Литмир - Электронная Библиотека
A
A

— Ну что ж, — твердо проговорил Семен, — пусть попробуют. Мы готовы. У нас есть все: люди, техника, полководцы. Всыплем им — век будут помнить.

— Согласен. Вот только насчет полководцев…

— Никаких «но», — вспыхнул Семен. — Знаю, еретик ты. И снова заведешь разговор, как тогда, в Москве.
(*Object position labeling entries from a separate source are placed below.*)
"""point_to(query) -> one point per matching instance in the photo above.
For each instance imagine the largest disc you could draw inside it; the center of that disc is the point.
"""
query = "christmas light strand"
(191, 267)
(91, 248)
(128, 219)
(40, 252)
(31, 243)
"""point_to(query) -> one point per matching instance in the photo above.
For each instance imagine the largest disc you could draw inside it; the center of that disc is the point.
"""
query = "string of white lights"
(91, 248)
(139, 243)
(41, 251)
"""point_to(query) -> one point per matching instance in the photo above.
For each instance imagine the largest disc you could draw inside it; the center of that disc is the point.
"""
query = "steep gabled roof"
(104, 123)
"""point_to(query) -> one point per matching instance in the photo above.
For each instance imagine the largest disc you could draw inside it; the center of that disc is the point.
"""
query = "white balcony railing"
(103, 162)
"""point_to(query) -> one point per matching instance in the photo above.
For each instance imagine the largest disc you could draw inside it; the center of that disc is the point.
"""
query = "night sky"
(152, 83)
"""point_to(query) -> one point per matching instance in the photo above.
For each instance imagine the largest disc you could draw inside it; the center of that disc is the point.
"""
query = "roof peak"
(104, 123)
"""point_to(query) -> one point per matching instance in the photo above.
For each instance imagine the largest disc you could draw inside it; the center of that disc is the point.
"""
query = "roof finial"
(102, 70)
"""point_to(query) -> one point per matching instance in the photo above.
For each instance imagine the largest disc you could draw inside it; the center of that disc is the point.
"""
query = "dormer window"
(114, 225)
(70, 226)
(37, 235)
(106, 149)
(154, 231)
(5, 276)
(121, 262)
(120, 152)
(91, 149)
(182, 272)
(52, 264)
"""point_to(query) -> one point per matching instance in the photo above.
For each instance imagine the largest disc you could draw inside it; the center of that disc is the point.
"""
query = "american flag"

— Нет уж, дай мысль закончить. Вот ты говоришь, полководцы. Да, есть. И я преклоняюсь перед ними. Но ты же, надеюсь, диалектик, а не талмудист. Каждая эпоха рождает своих героев. И полководцев. Нынешние — дети своего времени. Понимаешь, своего! Полководцы гражданской войны. Той, что двадцать лет назад отгремела. Двадцать! Конечно, в новой войне пригодится их гигантский опыт, их беззаветная храбрость. Но она, эта война, родит новых полководцев. Они еще, может, ходят, безвестные, а уже с маршальским жезлом! Отсеки мне потом голову, если буду не прав. Это исторически неизбежно. И винить тех, кто уйдет с театров военных действий, несправедливо. Все естественно, закономерно.

— Не будем философствовать, отец. Сам знаешь, в конце концов поссоримся.

— Пусть по-твоему. Только хочу, чтобы ты мыслил. Пора.

— Ты хочешь лишить меня веры?

— Слепой — да. Осмысленной — ни за что! Скажи, есть разница между фанатиком, исступленно бьющим поклоны у иконы, и человеком, беспредельно верящим в прекрасную идею?

— Разумеется, есть.

— Какая же? Верит и тот и другой.

Семен задумался, подыскивая более точный ответ.

— Огромная разница! — не ожидая, пока заговорит Семен, воскликнул Легостаев. — Да что там разница — непроходимая пропасть! Фанатик всецело полагается на идола, а борец за идею — на свой разум и свои силы. Первый вымаливает счастье у бога, второй — добывает его в бою.

— Уж не к фанатикам ли меня хочешь причислить? — обиженно спросил Семен.

— Избави бог, — улыбнулся Легостаев. — Просто ты вырос, и я вправе говорить с тобой, как с мужчиной.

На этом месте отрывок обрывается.